Paper Review: Concrete Problems in AI Safety

2024-11-1

Raw Notes

The authors on this paper: wild.
"However, in our opinion one need not invoke these extreme scenarios to productively discuss accidents, and in fact doing so can lead to unnecessarily speculative discussions that lack precision, as noted by some critics" - so true!
The framing of the paper as issues concretely with current ML techniques: very nice and honestly is what makes this paper much more durable than the early alignment forum stuff...
"When discussing the problems in the remainder of this document, we will focus for concreteness on either RL agents or supervised learning systems. These are not the only possible paradigms for AI or ML systems, but we believe they are sufficient to illustrate the issues we have in mind, and that similar issues are likely to arise for other kinds of AI systems." - yeah, reasonable.
My RL knowledge is all to a bit abstract. I should implement an RL system from scratch - this feels increasingly like high priority.
With an RL system, minimizing side-effects - this seems legit.
"For instance, the reward agent could try to find scenarios that the ML system claimed were high reward but that a human labels as low reward; this is reminiscent of generative adversarial networks" - in some sense, this is what I tried to do with the probe for linear represntaitons. Note that the subtly "more powerful" thing is still here. Generally, these are really hard to balance - and there are a lot of details left out here...
"Reward Pretraining: A possible defense against cases where the agent can influence its own reward function (e.g. feedback or environmental embedding) is to train a fixed reward function ahead of time as a supervised learning process divorced from interaction with the environment.
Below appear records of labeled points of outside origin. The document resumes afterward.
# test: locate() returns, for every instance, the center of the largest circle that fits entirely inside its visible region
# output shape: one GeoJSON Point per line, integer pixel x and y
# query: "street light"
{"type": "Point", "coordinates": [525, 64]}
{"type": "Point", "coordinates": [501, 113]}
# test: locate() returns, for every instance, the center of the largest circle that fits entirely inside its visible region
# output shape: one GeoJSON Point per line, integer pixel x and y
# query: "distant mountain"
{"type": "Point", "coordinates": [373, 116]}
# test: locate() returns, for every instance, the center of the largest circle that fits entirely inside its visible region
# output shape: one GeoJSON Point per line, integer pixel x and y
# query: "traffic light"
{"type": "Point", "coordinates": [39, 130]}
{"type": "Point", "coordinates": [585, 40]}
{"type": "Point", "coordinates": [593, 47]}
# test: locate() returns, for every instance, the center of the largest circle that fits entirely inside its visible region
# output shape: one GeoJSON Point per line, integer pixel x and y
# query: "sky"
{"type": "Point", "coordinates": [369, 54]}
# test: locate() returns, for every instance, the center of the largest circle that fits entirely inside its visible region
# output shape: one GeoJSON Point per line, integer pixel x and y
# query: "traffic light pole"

This could involve either learning a reward function from samples of state-reward pairs, or from trajectories, as in inverse reinforcement learning [107, 51]." - RLHF came from this, fixing these issues.
Just kidding. The later work on Scalable Oversight actually is the RLHF - e.g. to be economic with the the requests it does of humans. Note that we use scalable oversight to mean something different now: the monitoring of smarter by dumber more generally.
"Hierarchical reinforcement learning." - never heard of this before, but it kinda reminds me of the herd-based thinking I've thought about before.

Reflections

They weren't super far off from high-level concerns - and certainly this is much more practical than the earlier work that was done on safety (e.g. worrying about an abstract "goal misspeciication" is not super helpful, I guess).
The reason that worrying about this abstract goal misspecification is not helpful may just be because it's not solvable? Like, it might actually just be too challenging... or not doable. And in practice, this is solvable not abstractly - it requires making more assumptions about the environment, or the architecture of the system, etc.
Solutions that are more practical (e.g. more specific) should thus update to me as more likely to be useful. This makes me feel good about control theory, about evaluations, and about mech interp (?).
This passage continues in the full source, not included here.